Dealing with Minified Sources

Debugging production problems will often involve understanding minified JavaScript. TrackJS helps you see through minification with full support for Source Maps as well as beautifying your other source code.

Source Maps

Source maps enable TrackJS to show you the original function names and source code associated with an error’s stack trace. It’s amazingly helpful in understanding the running code at the time of an error.

Source maps are intermediary files that connect your final minified source code with the original source files that produced it, even if the original files are in a different language such as TypeScript or JSX. Source maps can be produced automatically from many build tools such as WebPack and Rollup.

TIP Unsure how to enable source maps for your toolchain? Check out this article.

Once you’ve configured source maps for your build, you’ll see .map files being generated alongside your minified scripts. Your minified files should also have the an annotation on the last line similar to //# sourceMappingUrl=scripts.js.map.

When you view an error where the stack trace has this annotation, TrackJS will attempt to retrieve the map file and apply it. For this to succeed:

  • The error must have a stack trace.
  • The JavaScript file(s) in the stack frames must be accessible.
  • There must be a single source map directive in the file.
  • The source map file itself must be accessible.
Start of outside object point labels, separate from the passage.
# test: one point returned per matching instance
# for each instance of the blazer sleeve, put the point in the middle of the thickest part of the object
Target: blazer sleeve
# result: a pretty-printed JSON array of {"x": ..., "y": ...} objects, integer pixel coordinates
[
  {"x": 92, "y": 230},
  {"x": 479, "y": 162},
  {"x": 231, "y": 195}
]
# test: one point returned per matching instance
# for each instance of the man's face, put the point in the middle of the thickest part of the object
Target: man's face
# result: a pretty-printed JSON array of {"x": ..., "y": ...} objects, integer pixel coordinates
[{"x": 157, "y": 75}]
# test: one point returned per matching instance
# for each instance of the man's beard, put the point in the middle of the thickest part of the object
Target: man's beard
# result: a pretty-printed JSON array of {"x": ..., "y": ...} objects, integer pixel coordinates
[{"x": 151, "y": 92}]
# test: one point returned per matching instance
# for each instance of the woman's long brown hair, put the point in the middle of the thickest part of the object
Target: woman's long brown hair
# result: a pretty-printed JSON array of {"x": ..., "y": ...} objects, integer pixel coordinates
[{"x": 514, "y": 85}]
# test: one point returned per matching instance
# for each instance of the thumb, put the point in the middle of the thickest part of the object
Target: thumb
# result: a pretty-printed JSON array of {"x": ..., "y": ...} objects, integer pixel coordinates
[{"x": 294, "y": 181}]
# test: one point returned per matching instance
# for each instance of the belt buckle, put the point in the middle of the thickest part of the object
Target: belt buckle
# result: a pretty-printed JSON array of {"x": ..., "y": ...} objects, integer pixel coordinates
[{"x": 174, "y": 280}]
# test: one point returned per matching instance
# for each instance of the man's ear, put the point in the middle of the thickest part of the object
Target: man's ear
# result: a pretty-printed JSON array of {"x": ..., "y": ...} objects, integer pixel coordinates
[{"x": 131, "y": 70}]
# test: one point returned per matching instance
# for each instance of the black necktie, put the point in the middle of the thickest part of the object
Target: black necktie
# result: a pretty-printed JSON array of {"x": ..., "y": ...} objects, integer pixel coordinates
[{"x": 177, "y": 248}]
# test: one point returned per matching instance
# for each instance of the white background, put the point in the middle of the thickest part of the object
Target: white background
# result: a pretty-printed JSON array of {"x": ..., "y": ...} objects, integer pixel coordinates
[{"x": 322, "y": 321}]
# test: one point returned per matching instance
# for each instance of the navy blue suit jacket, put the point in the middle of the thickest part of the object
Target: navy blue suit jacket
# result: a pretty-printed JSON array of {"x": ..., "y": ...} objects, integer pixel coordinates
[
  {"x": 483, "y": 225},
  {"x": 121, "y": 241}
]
Assuming these criteria are met, you’ll see a little green toggle in the stack trace pane, and you’ll now have real file, lines and columns to look at. If you’ve optionally included the original source in your map, we will include that and beautify it as well.

Securing Source Maps

If you do not want to expose your source maps publicly, you can secure access to them by validating that the request came from TrackJS. We will make the request from known IP Addresses and include an authentication header that you can use to validate.

Securing by Header

We will include a custom X-Requested-By header with every request for sourcemaps our servers make.
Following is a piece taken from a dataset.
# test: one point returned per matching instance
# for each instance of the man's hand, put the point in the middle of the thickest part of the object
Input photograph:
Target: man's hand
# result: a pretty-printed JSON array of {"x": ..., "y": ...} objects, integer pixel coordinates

X-Requested-By: TrackJS YOUR_TOKEN
TrackJS Request Header

You can secure access to the map files with some configuration to your webservers to only allow access with this header. Here are examples on how to make this configuration for Apache:

# Assuming mod_rewrite is enabled, add this to your site's virtual host config
RewriteEngine On
RewriteCond %{HTTP:X-Requested-By} !^TrackJS\sYOUR_TOKEN$
RewriteRule \.map$ - [F,L]
Secure sourcemaps with header on Apache

And for Nginx:

server {
  location ~ \.map$ {
    if ($http_x_requested_by !~* "TrackJS YOUR_TOKEN") {
        return 403;
    }
  }
}
Secure sourcemaps with header on Nginx

Securing by IP Address

Alternatively, you can validate the request by checking the requesting IP Addresses are from TrackJS. We will make the request from these static IP Addresses:

  • 142.4.218.95
  • 167.114.172.73

You can secure access to the map files with some configuration to your webservers to only allow access from these addresses. Here are examples on how to make this configuration for Apache:

<Files ~ "\.map$">
  Require all denied
  Require ip 142.4.218.95
  Require ip 167.114.172.73
</Files>
Secure sourcemaps by IP on Apache

And for Nginx:

server {
  location ~ \.map$ {
    allow 142.4.218.95;
    allow 167.114.172.73;
    deny all;
  }
}
Secure sourcemaps by IP on Nginx

Manual Source Maps

If you’re developing an internal application, or on a development environment, your source maps may not be exposed. We also support the option of drag-and-dropping a source map right on the stack trace in the UI. This works exactly like the automatic retrieval, except you’re in full control. Your source map file is never sent to our servers, and is processed on the client.

Beautify Sources

TrackJS automatically beautifies minified files, even without producing source maps. Expanding any stack trace frame will attempt to retrieve the file referenced, and beautify the sources.